Beim Festakt im neuen Instituto Cervantes nannte der Thronfolger, der zusammen mit seiner Frau Prinzessin Letizia gekommen war, am Montag Deutschland einen „großen Freund“. Der Kronprinz verwies auf das stetig steigende Interesse an der „Weltsprache Spanisch“ und hob die besondere Internationalität Frankfurts hervor.

Das neue Institut ist nach Berlin, München, Hamburg und Bremen das fünfte in Deutschland. Mit einer Fläche von rund 3000 Quadratmetern wird es das größte sein. Frankfurt sei nicht nur das Finanzzentrum Deutschlands, sondern auch kulturell von internationaler Bedeutung, sagte Cervantes-Präsidentin Carmen Caffarel.

Das neue Institut soll den kulturellen Dialog zwischen Deutschland und dem spanischen und lateinamerikanischen Sprachraum mit insgesamt 450 Millionen Menschen verbessern. Dafür wurden am Montag auch Kooperationsverträge von Cervantes mit der Universität Frankfurt und der Frankfurter Buchmesse unterzeichnet.

Das ehemalige Amerika Haus, in dem Cervantes in Frankfurt untergebracht ist, hat in der Stadt Symbolcharakter. Der im schnörkellos-schlichten Stil der 50er Jahre gehaltene Bau wurde in der Nachkriegszeit zum Sinnbild für die Ausrichtung der Stadt und der Bundesrepublik zur USA. Hier gab es nicht nur Jazz-Konzerte und Lesungen amerikanischer Autoren. Prominente Politiker und Intellektuelle wie Willy Brandt, Edward Kennedy oder Susan Sontag waren zu Gast. Während der Studentenbewegung war das Amerika Haus wiederholt Ziel von Protestaktionen. Im September 1967 stürmte eine Gruppe von Studenten gemeinsam mit dem legendären Berliner Studentenführer Rudi Dutschke eine Podiumsdiskussion.
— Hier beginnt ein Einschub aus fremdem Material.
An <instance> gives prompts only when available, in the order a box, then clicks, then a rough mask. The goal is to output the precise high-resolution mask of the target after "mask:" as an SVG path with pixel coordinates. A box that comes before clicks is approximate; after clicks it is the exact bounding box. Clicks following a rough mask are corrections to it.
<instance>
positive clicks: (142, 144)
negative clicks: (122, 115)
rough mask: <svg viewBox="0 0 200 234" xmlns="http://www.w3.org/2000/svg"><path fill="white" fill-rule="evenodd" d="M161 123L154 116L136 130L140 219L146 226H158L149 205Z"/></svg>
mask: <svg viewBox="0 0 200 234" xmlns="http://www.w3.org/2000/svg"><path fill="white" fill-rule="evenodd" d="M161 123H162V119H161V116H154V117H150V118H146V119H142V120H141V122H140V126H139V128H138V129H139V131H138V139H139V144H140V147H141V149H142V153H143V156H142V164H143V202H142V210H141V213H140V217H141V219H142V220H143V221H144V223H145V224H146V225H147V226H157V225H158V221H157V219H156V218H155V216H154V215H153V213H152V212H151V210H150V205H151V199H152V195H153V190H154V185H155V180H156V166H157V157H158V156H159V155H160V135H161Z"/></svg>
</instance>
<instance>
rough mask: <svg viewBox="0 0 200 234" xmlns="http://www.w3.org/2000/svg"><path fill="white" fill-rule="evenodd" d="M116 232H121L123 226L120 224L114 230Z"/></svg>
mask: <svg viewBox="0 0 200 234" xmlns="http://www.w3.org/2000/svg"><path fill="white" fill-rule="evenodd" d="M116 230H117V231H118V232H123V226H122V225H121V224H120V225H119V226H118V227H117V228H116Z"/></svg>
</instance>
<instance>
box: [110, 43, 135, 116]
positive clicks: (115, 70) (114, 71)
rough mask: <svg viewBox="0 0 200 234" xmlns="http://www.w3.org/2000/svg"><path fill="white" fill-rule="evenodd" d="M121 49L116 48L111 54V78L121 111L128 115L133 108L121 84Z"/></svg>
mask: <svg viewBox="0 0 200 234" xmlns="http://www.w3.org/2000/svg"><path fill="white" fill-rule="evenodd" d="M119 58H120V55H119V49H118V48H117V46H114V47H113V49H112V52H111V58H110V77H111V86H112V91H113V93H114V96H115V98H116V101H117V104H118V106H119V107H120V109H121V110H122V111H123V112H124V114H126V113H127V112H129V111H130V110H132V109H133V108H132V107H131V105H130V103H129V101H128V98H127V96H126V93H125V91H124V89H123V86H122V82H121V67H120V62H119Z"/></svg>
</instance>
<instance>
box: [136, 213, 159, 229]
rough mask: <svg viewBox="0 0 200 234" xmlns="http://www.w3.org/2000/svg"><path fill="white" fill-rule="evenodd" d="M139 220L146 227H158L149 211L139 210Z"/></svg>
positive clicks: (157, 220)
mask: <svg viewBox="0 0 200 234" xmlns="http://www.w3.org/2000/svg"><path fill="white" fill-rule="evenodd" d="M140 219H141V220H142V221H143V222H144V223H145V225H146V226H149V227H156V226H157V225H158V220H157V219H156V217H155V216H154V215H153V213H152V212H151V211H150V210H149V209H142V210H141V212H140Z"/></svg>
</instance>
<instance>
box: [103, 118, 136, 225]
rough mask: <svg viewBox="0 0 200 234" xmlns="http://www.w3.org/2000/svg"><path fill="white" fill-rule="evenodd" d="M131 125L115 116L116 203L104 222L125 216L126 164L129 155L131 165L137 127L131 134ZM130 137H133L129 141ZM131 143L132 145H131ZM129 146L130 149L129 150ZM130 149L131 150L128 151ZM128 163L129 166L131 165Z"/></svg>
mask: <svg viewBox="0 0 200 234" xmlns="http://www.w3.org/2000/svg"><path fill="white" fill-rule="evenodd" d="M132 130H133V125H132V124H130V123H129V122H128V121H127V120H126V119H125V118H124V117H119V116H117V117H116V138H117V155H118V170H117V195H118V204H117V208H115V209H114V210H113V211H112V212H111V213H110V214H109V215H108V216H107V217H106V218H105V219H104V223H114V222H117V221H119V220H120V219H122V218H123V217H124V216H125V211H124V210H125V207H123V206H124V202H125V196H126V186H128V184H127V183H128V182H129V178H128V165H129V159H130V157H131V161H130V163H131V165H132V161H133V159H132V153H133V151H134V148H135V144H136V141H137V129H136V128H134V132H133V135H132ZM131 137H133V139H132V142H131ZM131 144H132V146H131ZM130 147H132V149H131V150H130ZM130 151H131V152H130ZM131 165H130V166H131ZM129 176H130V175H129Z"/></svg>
Jetzt könne sich das Amerika Haus Frankfurt als „lebendiger Ort“ zur spanischsprachigen Kultur und nach Südamerika hin öffnen, sagte Frankfurts Oberbürgermeisterin Petra Roth (CDU). Die Amerikaner hatten das Gebäude 2005 aufgegeben. Die Stadt ließ das Haus danach für rund drei Millionen Euro sanieren. Hessens Ministerpräsident Roland Koch (CDU) sagte, dass das Amerika Haus nicht nur „Gegenstand von Reibungen“, sondern vor allem eine „Quelle für Verständnis“ zwischen den USA und Deutschland gewesen sei. Eine solche Funktion sei auch Cervantes zu wünschen, meinte Koch, der das Institut als „weiteres kostbares Juwel“ in Frankfurts Kulturleben bezeichnete.

Spanien ist mit seinen Kulturinstituten am stärksten in Brasilien und Marokko präsent, in Deutschland gibt es nun fünf Institute. Dies sei Ausdruck der „exzellenten Beziehungen“ zwischen beiden Ländern, sagte Caffarel. Außerdem sei das Interesse der Deutschen an der spanischen Sprache sehr groß. In den kommenden drei Jahren werden allein rund 5000 Sprachschüler erwartet. Das Institut, nach dem spanischen Nationaldichter Miguel de Cervantes (1547-1616) benannt, hat auch eine eigene Bibliothek mit 5000 Medieneinheiten.

Cervantes will künftig zusammen mit der Uni Frankfurt spezielle Sprachkurse für Studenten anbieten. Außerdem ist eine Zusammenarbeit bei der Lehrerfortbildung geplant. Mit der Frankfurter Buchmesse will das Institut, das rund 50 Beschäftigte hat, zusammen beim Auftritt auf ausländischen Buchmessen kooperieren. Das spanische Prinzenpaar wurde bei seinem Besuch in Frankfurt von den politischen Ereignissen am Montag in der Heimat eingeholt. Der Kronprinz verurteilte scharf den Anschlag in Nordspanien, bei dem ein Soldat ums Leben kam und mehrere Menschen verletzt wurden. Beim Festakt wurde für die Opfer eine Schweigeminute eingelegt.